The advantage of this is that Alteryx would not need a local lookup of timezones. That lookup would have to be a horrible set of polygons defining each timezone, so maintaining that becomes a headache. With a remote lookup, you're "leveraging big data", which is, apparently, rather hip now.
I have a demo macro now that uses the Google API. Google's API will give you 2500 calls a day for free, and you have to pay after that. Let me know if you would like to see it.

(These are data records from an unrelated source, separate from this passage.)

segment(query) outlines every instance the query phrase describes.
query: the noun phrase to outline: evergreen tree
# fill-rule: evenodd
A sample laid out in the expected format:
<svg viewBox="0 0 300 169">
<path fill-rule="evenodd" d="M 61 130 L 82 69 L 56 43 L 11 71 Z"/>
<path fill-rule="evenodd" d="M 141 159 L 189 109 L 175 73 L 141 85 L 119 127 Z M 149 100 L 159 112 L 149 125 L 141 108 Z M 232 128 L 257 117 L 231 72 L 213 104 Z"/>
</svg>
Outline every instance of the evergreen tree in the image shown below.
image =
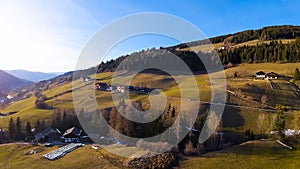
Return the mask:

Thanks! That's a solution in hadn't thought of, I would definitely be interested in taking a look!!
Here's a quick screenshot of what pops out of the Google API, and hence the macro (more message text follows the picture)...
Screenshot of Output
I have included a pass-through ID field, so that the user can knit the results back into the source dataset.
The above test Latitude and Longitude values are randomly generated degree values, and hence could be out at sea. The Google API returns ZERO_RESULTS when that happens. As there is a lot of sea on the planet, there are a lot of empty results coming back, but if you are using actual lat and long values that you know are on land, you will not get this noise in your data.
The UnixTimestamp might be a bit cryptic. This is the number of seconds since 00:00:00 01-JAN-1970 UTC. You can convert a DateTime to UnixTimestamp using this formula...
DateTimeDiff([MyUTCDateTime], '1970-01-01', 'seconds')
You just have to make sure you convert the inbound DateTime object to UTC before you work out the Unix time, and then feed that Unix time to the macro.
Performance is surprisingly good, not because of anything I have done, but because of Google's heavy-duty API infrastructure. 100 records take about 1.5 to 2 seconds, and that's on my scrubby old machine with Sky domestic "broadband".